Clashes have broken out in the eastern Democratic Republic of Congo between its military and M23 rebels, the rebel movement's spokesperson has said.
This comes a day after a bilateral agreement to de-escalate diplomatic tensions over the rebellion.
"We are Congolese, not Rwandans. If there is a ceasefire, it can only be between us and the Congolese government," said Willy Ngoma, spokesman for the M23, a movement whose resurgence in eastern DRC has led to current tensions between the DRC and Rwanda.

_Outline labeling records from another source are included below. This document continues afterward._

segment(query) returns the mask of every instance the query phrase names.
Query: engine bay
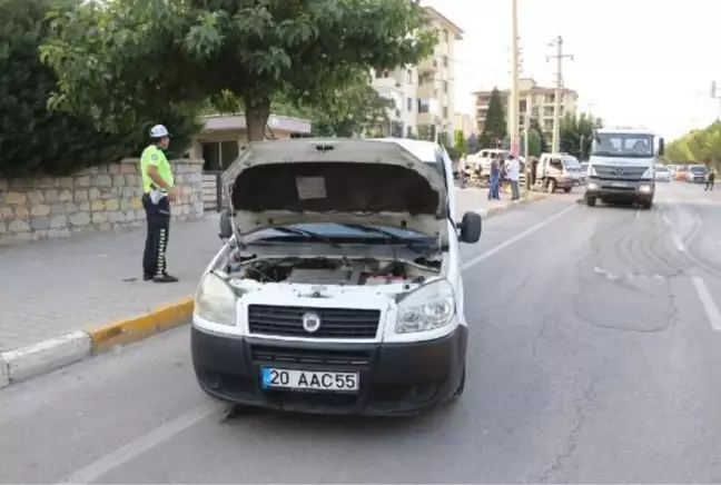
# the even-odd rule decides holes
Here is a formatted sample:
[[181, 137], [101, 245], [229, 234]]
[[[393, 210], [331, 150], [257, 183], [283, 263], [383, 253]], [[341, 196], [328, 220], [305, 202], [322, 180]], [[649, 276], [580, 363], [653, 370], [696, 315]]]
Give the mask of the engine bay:
[[231, 278], [254, 279], [259, 283], [298, 283], [309, 285], [388, 285], [393, 283], [423, 283], [437, 276], [438, 268], [401, 260], [373, 258], [251, 258], [231, 264]]

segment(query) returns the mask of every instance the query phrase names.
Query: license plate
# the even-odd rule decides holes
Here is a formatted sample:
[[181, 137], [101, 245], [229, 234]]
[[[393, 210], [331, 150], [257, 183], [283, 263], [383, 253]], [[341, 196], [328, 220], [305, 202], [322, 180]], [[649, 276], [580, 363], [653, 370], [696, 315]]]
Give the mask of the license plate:
[[260, 370], [264, 389], [300, 389], [357, 393], [358, 373], [330, 373], [322, 370], [276, 369], [264, 367]]

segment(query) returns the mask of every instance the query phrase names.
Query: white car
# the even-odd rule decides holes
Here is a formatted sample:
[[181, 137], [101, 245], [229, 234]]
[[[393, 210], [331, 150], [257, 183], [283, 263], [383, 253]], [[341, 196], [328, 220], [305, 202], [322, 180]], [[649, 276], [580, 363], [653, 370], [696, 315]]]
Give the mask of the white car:
[[191, 354], [218, 399], [414, 414], [465, 385], [467, 326], [451, 159], [431, 141], [251, 145], [223, 179], [227, 244], [198, 286]]
[[655, 180], [656, 181], [671, 181], [671, 170], [669, 170], [669, 167], [665, 167], [663, 165], [658, 165], [655, 167]]

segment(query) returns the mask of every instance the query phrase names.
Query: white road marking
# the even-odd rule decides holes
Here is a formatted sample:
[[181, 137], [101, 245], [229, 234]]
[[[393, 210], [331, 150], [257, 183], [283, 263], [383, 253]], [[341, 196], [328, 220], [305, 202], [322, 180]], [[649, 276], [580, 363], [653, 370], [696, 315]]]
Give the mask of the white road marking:
[[711, 321], [711, 327], [717, 331], [721, 331], [721, 311], [719, 311], [719, 307], [713, 300], [703, 278], [694, 276], [691, 279], [693, 280], [693, 286], [695, 286], [697, 293], [699, 294], [699, 299], [701, 300], [703, 310], [707, 313], [709, 321]]
[[159, 444], [167, 442], [177, 434], [188, 429], [190, 426], [207, 418], [218, 409], [220, 409], [220, 407], [216, 403], [198, 406], [189, 413], [165, 423], [150, 433], [121, 446], [85, 468], [80, 468], [72, 475], [58, 482], [57, 485], [89, 485], [120, 465], [128, 463], [141, 454], [155, 448]]
[[671, 235], [671, 239], [673, 239], [673, 244], [675, 245], [676, 249], [680, 251], [685, 251], [685, 247], [683, 246], [683, 241], [679, 236], [675, 234]]
[[476, 256], [475, 258], [471, 258], [470, 260], [467, 260], [461, 267], [461, 270], [465, 271], [466, 269], [477, 265], [478, 263], [485, 261], [491, 256], [502, 251], [503, 249], [507, 248], [512, 244], [517, 242], [517, 241], [520, 241], [521, 239], [523, 239], [523, 238], [525, 238], [527, 236], [531, 236], [536, 230], [547, 226], [549, 224], [553, 222], [554, 220], [556, 220], [561, 216], [563, 216], [566, 212], [570, 212], [571, 210], [575, 209], [576, 207], [579, 207], [579, 206], [574, 205], [574, 206], [566, 207], [565, 209], [561, 210], [560, 212], [554, 214], [553, 216], [551, 216], [550, 218], [547, 218], [543, 222], [539, 222], [535, 226], [532, 226], [532, 227], [527, 228], [523, 232], [518, 232], [515, 236], [513, 236], [512, 238], [504, 240], [503, 242], [501, 242], [498, 246], [494, 247], [493, 249], [490, 249], [490, 250], [485, 251], [484, 254], [482, 254], [480, 256]]

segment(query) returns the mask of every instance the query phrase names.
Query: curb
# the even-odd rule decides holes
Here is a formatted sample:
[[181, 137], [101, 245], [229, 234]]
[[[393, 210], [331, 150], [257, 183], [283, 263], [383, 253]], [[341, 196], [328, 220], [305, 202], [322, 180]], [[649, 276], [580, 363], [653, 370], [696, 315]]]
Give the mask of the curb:
[[0, 388], [178, 327], [191, 316], [192, 297], [187, 297], [137, 317], [0, 353]]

According to sources interviewed from Goma, the capital of North Kivu, new clashes on Thursday morning pitted the DRC armed forces (FARDC) against M23 rebels, who seized a town in Rutshuru territory, Kanyabusoro.

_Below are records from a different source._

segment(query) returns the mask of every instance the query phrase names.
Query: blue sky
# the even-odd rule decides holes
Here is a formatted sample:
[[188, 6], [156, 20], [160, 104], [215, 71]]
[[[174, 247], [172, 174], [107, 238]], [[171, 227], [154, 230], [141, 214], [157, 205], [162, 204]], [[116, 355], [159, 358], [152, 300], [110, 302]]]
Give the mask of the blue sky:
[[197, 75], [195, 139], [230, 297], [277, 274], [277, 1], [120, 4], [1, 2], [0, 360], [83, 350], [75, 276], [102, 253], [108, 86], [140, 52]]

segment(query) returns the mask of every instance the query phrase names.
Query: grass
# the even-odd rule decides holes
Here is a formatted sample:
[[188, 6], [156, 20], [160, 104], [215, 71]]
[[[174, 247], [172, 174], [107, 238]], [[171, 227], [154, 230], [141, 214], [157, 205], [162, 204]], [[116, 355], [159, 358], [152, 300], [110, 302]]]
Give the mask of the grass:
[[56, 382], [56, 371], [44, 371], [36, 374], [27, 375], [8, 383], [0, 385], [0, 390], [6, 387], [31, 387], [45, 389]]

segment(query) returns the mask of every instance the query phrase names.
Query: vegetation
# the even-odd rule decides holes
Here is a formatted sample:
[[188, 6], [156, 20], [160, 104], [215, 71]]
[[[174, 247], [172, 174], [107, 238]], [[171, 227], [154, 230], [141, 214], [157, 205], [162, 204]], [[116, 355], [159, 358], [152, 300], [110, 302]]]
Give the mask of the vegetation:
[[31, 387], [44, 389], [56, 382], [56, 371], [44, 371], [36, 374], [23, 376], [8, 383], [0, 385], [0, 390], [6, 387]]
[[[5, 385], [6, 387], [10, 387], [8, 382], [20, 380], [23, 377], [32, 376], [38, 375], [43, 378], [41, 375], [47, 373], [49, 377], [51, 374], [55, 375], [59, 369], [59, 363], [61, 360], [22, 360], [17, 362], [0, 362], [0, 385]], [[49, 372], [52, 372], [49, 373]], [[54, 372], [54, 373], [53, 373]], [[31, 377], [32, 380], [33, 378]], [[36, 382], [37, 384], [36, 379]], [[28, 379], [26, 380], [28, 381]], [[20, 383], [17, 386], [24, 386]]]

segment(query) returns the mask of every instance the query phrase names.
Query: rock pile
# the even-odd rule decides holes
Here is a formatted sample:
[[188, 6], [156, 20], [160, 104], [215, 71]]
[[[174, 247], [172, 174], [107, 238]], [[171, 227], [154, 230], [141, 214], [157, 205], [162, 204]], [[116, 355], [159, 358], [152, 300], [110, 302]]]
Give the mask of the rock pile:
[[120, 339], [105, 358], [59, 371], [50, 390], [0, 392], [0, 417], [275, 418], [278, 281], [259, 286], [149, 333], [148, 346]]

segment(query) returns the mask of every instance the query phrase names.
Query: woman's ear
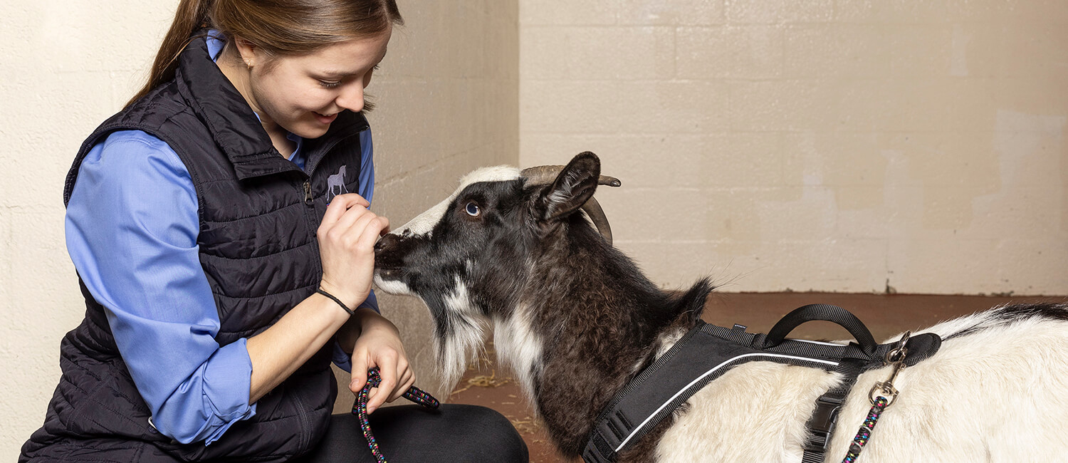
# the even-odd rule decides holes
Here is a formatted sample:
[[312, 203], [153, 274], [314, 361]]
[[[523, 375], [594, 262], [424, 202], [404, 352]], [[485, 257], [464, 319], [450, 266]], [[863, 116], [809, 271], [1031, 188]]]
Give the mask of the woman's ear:
[[256, 65], [256, 47], [241, 37], [234, 37], [234, 46], [237, 48], [237, 55], [241, 57], [241, 61], [245, 62], [245, 66], [252, 68]]
[[560, 219], [578, 211], [594, 196], [599, 178], [600, 159], [596, 154], [587, 151], [571, 158], [552, 186], [541, 194], [543, 220]]

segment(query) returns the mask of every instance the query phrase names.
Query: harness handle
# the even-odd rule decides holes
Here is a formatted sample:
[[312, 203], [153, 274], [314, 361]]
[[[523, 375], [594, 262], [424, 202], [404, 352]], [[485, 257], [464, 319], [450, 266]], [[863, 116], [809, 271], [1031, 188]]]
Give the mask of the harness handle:
[[786, 335], [806, 322], [831, 322], [846, 328], [857, 339], [861, 351], [869, 356], [875, 355], [875, 350], [879, 345], [875, 342], [875, 337], [871, 336], [871, 331], [867, 329], [867, 326], [864, 326], [864, 323], [848, 310], [830, 304], [810, 304], [794, 309], [792, 312], [783, 317], [779, 323], [775, 323], [775, 326], [771, 327], [768, 336], [764, 339], [764, 349], [781, 344], [786, 339]]

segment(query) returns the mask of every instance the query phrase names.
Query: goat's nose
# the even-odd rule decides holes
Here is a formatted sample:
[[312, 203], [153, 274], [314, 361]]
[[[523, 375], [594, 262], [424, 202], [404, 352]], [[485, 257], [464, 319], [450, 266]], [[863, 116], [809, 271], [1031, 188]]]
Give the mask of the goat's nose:
[[378, 238], [378, 243], [375, 243], [375, 253], [396, 249], [398, 243], [400, 243], [400, 238], [397, 235], [387, 233], [384, 236]]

A FARDC commander accused the rebels of attacking the soldiers there, violating the ceasefire announced the day before, which the M23 denied, accusing the army of shooting it in return.

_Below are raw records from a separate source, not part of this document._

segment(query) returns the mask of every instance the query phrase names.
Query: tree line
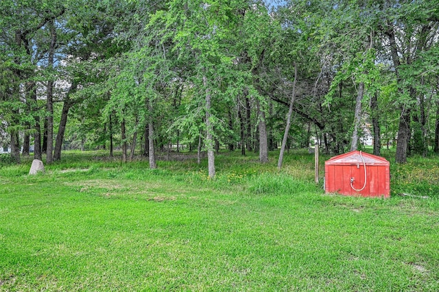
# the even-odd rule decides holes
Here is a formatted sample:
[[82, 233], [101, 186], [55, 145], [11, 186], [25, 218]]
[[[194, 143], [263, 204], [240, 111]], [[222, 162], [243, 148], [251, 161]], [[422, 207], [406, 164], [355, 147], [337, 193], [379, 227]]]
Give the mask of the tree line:
[[151, 168], [186, 147], [213, 177], [220, 145], [262, 163], [280, 148], [280, 168], [285, 149], [343, 153], [370, 127], [404, 163], [439, 152], [438, 29], [422, 0], [3, 0], [1, 142], [17, 162], [68, 140]]

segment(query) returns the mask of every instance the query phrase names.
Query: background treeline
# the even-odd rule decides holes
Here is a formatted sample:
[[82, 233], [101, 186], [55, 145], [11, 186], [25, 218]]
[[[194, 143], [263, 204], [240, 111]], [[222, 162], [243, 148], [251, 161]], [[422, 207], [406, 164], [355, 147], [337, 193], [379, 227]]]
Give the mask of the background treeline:
[[[431, 1], [3, 0], [0, 143], [63, 147], [439, 152]], [[23, 149], [23, 150], [21, 150]], [[21, 151], [22, 151], [22, 153]]]

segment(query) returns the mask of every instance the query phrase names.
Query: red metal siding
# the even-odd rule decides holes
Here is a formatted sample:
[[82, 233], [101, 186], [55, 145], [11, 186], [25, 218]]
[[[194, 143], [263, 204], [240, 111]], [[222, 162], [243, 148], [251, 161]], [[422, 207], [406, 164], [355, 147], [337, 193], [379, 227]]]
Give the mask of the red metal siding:
[[[364, 164], [366, 184], [364, 188]], [[333, 157], [325, 162], [325, 191], [363, 197], [389, 197], [390, 163], [385, 159], [358, 151]], [[351, 186], [351, 179], [354, 181]]]

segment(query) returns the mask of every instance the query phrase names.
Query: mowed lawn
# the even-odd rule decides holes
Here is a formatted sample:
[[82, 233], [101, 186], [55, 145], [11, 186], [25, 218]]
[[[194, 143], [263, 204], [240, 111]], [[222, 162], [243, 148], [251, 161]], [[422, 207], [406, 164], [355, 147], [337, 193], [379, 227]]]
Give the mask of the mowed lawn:
[[0, 291], [439, 291], [437, 197], [327, 195], [312, 156], [270, 159], [3, 166]]

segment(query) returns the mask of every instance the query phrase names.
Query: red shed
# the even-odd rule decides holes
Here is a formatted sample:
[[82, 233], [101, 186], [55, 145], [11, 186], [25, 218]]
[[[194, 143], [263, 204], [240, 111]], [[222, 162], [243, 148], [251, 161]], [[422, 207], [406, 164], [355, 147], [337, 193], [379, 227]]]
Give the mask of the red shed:
[[353, 151], [324, 162], [324, 191], [363, 197], [390, 196], [390, 163], [375, 155]]

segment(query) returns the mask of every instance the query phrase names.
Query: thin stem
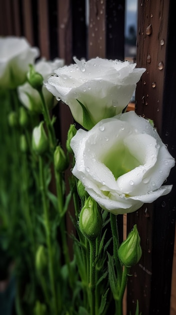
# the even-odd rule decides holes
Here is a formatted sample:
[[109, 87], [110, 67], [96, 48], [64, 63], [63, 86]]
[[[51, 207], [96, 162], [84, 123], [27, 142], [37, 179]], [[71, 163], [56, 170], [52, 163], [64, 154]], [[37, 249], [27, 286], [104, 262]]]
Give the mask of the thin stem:
[[123, 315], [123, 297], [126, 288], [129, 269], [129, 267], [124, 267], [122, 273], [118, 298], [115, 300], [115, 314], [118, 314], [118, 315]]
[[110, 218], [113, 237], [113, 256], [114, 258], [117, 273], [117, 286], [119, 289], [122, 279], [122, 269], [118, 255], [118, 249], [119, 247], [119, 240], [117, 225], [116, 216], [113, 213], [110, 213]]
[[[44, 172], [43, 161], [41, 156], [39, 156], [39, 168], [41, 191], [44, 209], [44, 224], [46, 234], [47, 245], [48, 251], [49, 274], [51, 282], [51, 291], [53, 295], [52, 299], [51, 299], [51, 300], [52, 302], [53, 303], [53, 308], [54, 314], [57, 314], [58, 313], [57, 303], [56, 300], [56, 288], [54, 282], [54, 273], [53, 270], [53, 261], [51, 239], [50, 224], [49, 218], [48, 202], [47, 195], [47, 188]], [[59, 301], [60, 301], [60, 299], [59, 299]]]
[[90, 315], [95, 315], [96, 240], [90, 241], [89, 283]]
[[38, 91], [42, 100], [43, 106], [43, 113], [48, 130], [49, 137], [50, 139], [50, 143], [51, 146], [51, 148], [54, 149], [56, 142], [54, 129], [53, 128], [53, 125], [51, 122], [50, 113], [47, 104], [46, 104], [45, 98], [42, 92], [42, 89], [40, 89]]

The M23, for "March 23 Movement", is a former Tutsi-dominated rebellion that was defeated in 2013 and took up arms again late last year, blaming Kinshasa for not respecting agreements on the demobilisation and reintegration of its fighters. Kinshasa accuses Kigali of supporting this rebellion, which Rwanda disputes.
A mediation meeting between the presidents of Rwanda and the DRC was held on Wednesday in Luanda under Angolan President Joao Lourenço. "I am pleased to announce that we have obtained positive results insofar as we have agreed on a ceasefire," he said at the end of the meeting.
Just before, the DRC presidency had announced that Felix Tshisekedi and Paul Kagame had agreed on a "de-escalation process", adding that a "roadmap" had been adopted, including "the immediate cessation of hostilities" and "the immediate and unconditional withdrawal of M23 from its positions in the DRC".
"This roadmap does not commit the M23," said Willy Ngoma, speaking from Goma. "We are Congolese, we have nothing to do with Rwanda," he insisted, "we are asked to leave here, but to go where? It is impossible.